Respond to Criticism – Don’t React
Dealing with Criticism
You will be criticized in life – no matter what you do. That is a fact! Consequently, Learning how to respond to criticism is an important life skill.
As a writer, an artist, a designer, a chef, an executive, child or parent, it doesn’t matter. Regardless of your career path or other roles in life, there will always be critics. Because of that, it is important to learn how to respond to criticism, rather than react.
It is possible that receiving criticism gracefully may not be one of your strengths. In fact, you may be among those who are easily offended by criticism. If so, it may be hurting you professionally and ultimately it may prevent you from developing as a person. When people are upset, the tendency for most is to react to the situation – in fact, they often overreact.
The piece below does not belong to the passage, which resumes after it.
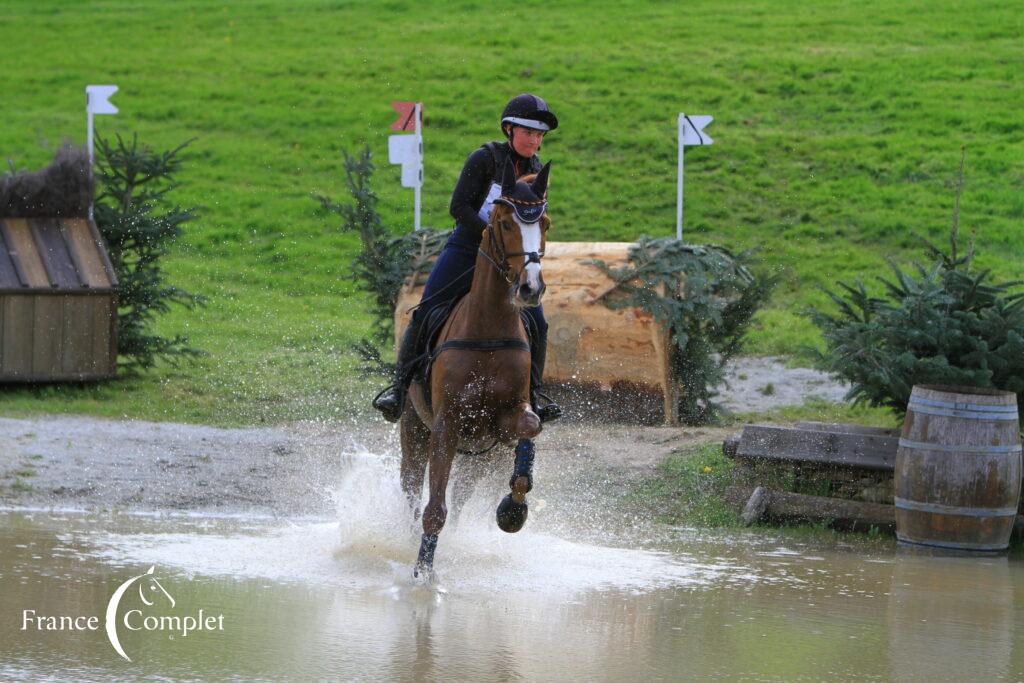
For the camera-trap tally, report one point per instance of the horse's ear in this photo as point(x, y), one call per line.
point(508, 178)
point(540, 185)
Have you ever considered the alternative? Which is: choose a response instead of immediately reacting. In order to be successful at this when you are criticized, you must learn to stop – breathe – think about what has been said and choose an appropriate response.
Three Simple Tenets
For a happier, less-reactive life, consider integrating the following tenets into your life:
- Do something you love!
What? Why is that important? Easy answer . . . when you really love what you do, your work reflects your feelings. When you are passionate about what you do, you are always looking for ways to do it better and are generally more open to criticism. In fact, your desire to improve may give you the perspective to view criticism as feedback (information that you can use positively, or ignore).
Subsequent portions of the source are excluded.